ECLI:NL:OGHACMB:2016:127
Gemeenschappelijk Hof van Justitie van Aruba, Curaçao, Sint Maarten en van Bonaire, Sint Eustatius en Saba
- Hoger beroep
- Rechtspraak.nl
Bevestiging van een strafvonnis in hoger beroep inzake cocaïne in vloeistof
In deze zaak heeft het Gemeenschappelijk Hof van Justitie van Aruba, Curaçao, Sint Maarten en van Bonaire, Sint Eustatius en Saba op 29 september 2016 uitspraak gedaan in hoger beroep tegen een vonnis van het Gerecht in eerste aanleg van Curaçao. De verdachte, die niet op de zitting verscheen, was eerder veroordeeld tot een gevangenisstraf van twaalf maanden, waarvan zes maanden voorwaardelijk, voor het uitvoeren van cocaïne. De procureur-generaal vorderde een zwaardere straf van achttien maanden, waarvan negen maanden voorwaardelijk, en dat de in beslag genomen cocaïne niet aan het verkeer zou worden onttrokken.

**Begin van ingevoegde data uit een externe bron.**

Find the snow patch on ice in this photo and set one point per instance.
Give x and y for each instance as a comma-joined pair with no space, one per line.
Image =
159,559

Het Hof heeft het vonnis van het Gerecht in eerste aanleg bevestigd, met aanvulling van de bewijsoverwegingen en de strafmotivering. De tenlastelegging betrof de uitvoer van 925 gram cocaïne in vloeistof, wat onder de Opiumlandsverordening valt. Het Hof heeft vastgesteld dat de bewezenverklaring van de cocaïne in vloeistof voldoende onderbouwd was met bewijsstukken, waaronder een rapport van het Nederlands Forensisch Instituut (NFI) over het cocaïnegehalte.

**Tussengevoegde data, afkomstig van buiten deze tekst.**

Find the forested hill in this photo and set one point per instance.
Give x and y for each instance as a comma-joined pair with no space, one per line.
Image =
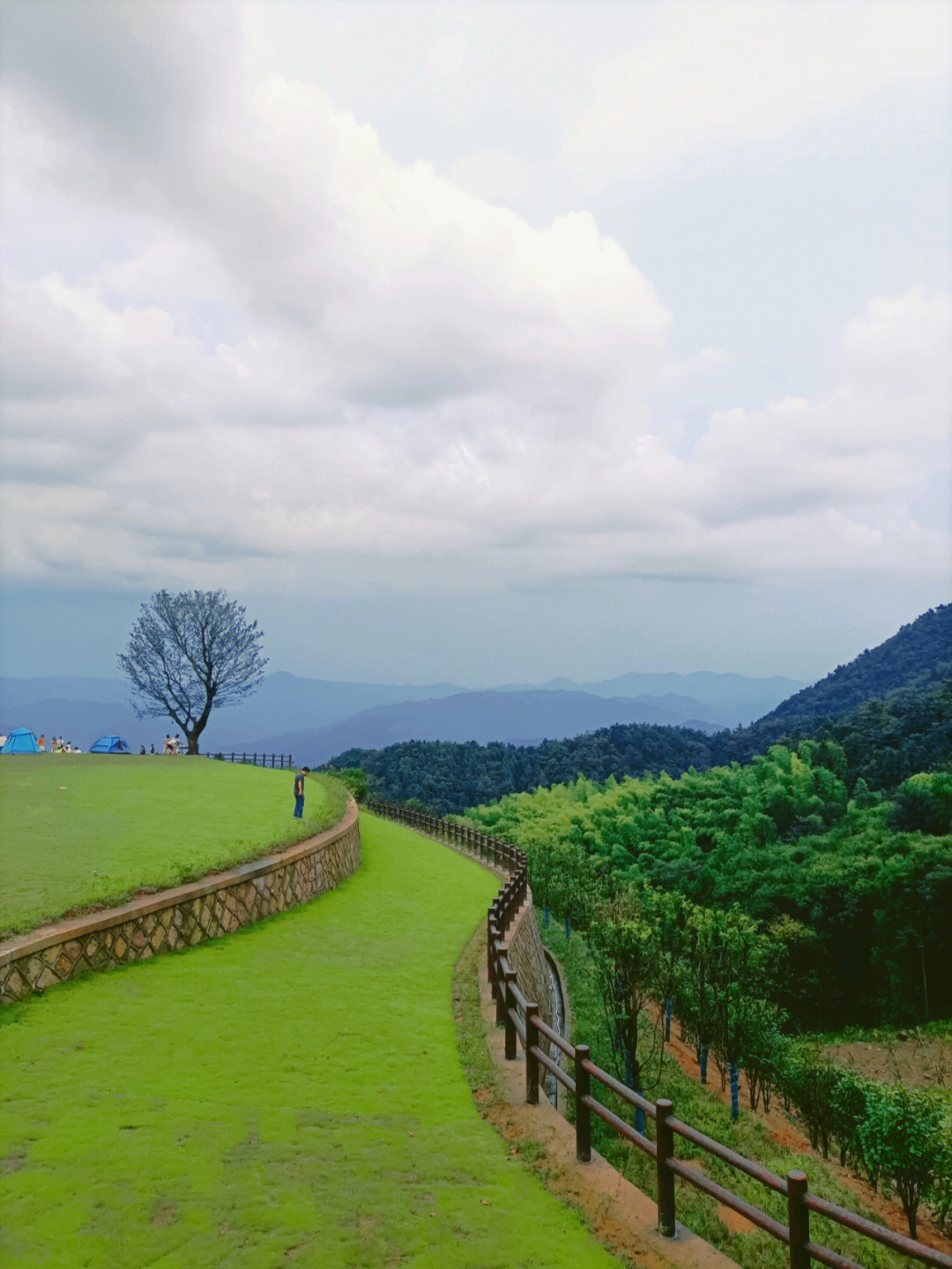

De strafmotivering benadrukte dat de volksgezondheid in het geding is bij cocaïne in vloeistof en dat het cocaïnegehalte van invloed is op de strafmaat. Het Hof oordeelde dat de eerder opgelegde straf passend was, gezien de ernst van het feit en de omstandigheden van de verdachte. De beslissing om de in beslag genomen flacons niet aan het verkeer te onttrekken, werd ook bevestigd, omdat deze van rechtswege aan het Land waren vervallen.